Immigration status in Ireland

Stamp 4 refers to the stamp number, or immigration status, given to an individual with permission to reside in Ireland. It is issued to people on work visas/work authorisations, to the spouse of an Irish citizen, to the spouse of an EU citizen (Stamp 4 EUFam), to refugees, to people with Irish Born Child residency and those with long-term residency status. People granted Stamp 4 status by the Irish Justice, Home Affairs and Migration need to report to their local Garda National Immigration Bureau in order to receive the physical card, or "Certificate of Registration". The card shows the holder's Stamp 4 status, as well as their photograph and other personal details.

==Entitlements==
A holder of Stamp 4 status is entitled to work in Ireland without a work permit, establish and run a business, and access state funds and services. The status is valid for a given period of time and is renewable. If it or other qualifying statuses are held for over 8 years, the holder may apply to convert to Stamp 5 which allows the same entitlements but with no time limit.
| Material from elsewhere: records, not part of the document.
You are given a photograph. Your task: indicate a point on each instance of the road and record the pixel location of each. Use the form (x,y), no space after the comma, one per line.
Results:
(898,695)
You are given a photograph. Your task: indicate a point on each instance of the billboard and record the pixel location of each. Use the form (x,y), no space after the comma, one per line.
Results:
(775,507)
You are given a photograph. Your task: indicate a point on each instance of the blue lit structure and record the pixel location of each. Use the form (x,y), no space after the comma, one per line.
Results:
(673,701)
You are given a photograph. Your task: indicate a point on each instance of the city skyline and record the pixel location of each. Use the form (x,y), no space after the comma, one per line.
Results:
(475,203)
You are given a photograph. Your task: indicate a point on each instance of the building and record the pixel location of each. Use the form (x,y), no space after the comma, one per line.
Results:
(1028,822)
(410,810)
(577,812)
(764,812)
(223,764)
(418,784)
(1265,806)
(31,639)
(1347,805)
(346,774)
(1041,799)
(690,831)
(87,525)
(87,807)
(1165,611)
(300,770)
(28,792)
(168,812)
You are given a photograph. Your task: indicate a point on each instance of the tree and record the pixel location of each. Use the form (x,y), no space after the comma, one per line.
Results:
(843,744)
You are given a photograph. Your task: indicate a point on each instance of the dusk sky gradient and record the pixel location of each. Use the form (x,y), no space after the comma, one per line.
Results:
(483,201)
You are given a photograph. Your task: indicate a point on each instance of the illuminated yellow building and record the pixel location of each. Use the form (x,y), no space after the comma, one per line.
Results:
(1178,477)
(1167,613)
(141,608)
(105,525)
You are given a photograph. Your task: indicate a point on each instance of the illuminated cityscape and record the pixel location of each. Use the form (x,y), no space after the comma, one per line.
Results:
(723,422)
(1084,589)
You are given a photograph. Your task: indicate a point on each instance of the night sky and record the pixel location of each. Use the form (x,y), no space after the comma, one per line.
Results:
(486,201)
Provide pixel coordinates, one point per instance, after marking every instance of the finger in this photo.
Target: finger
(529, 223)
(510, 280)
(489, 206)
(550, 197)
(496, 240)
==EU Directive 2004/38/EC==
Family members of EEA nationals exercising Treaty rights in Ireland in accordance with EU Directive 2004/38/EC, who are not themselves EEA nationals, are required to apply for a "Residence Card of a family member of a Union citizen", as described in Article 10 of the Directive. In Ireland, applications for the Residence Card, are made on form EUTR1 and sent to the EU Treaty Rights Section of the Justice, Home Affairs and Migration. Article 10(1) of the Directive requires that such applications are processed within six months of submission. Once processed, a letter is sent to the applicant, instructing him or her to visit their local Garda National Immigration Bureau (GNIB), in order to receive their Residence Card. The Residence Card comes in the form of a "Certificate of Registration" like any other issued by the GNIB, however a crucial distinction is made in that "Stamp 4 EUFam" is printed as the stamp number. This serves to confirm that the holder is a family member of an EEA national who is resident in Ireland in accordance with Directive 2004/38/EC. The Residence Card is valid for five years.

==Certificate of Registration==

Stamp 4 EUFam Residence Card

The Certificate of Registration issued by the Garda National Immigration Bureau in Ireland is a "Residence Card of a family member of a Union citizen", as evidenced by "4 EUFam" printed in the "Stamp No:" field. Although this Certificate of Registration is also a Residence Card for the purpose of EU Directive 2004/38/EC (Article 10), all non-EEA nationals resident in Ireland receive a similar card (Certificate of Registration), which displays their own stamp number, in place of "Stamp 4 EUFam". The stamp numbers are 1, 1A, 2, 2A, 3, 4, 4 EUFam, 5 and 6.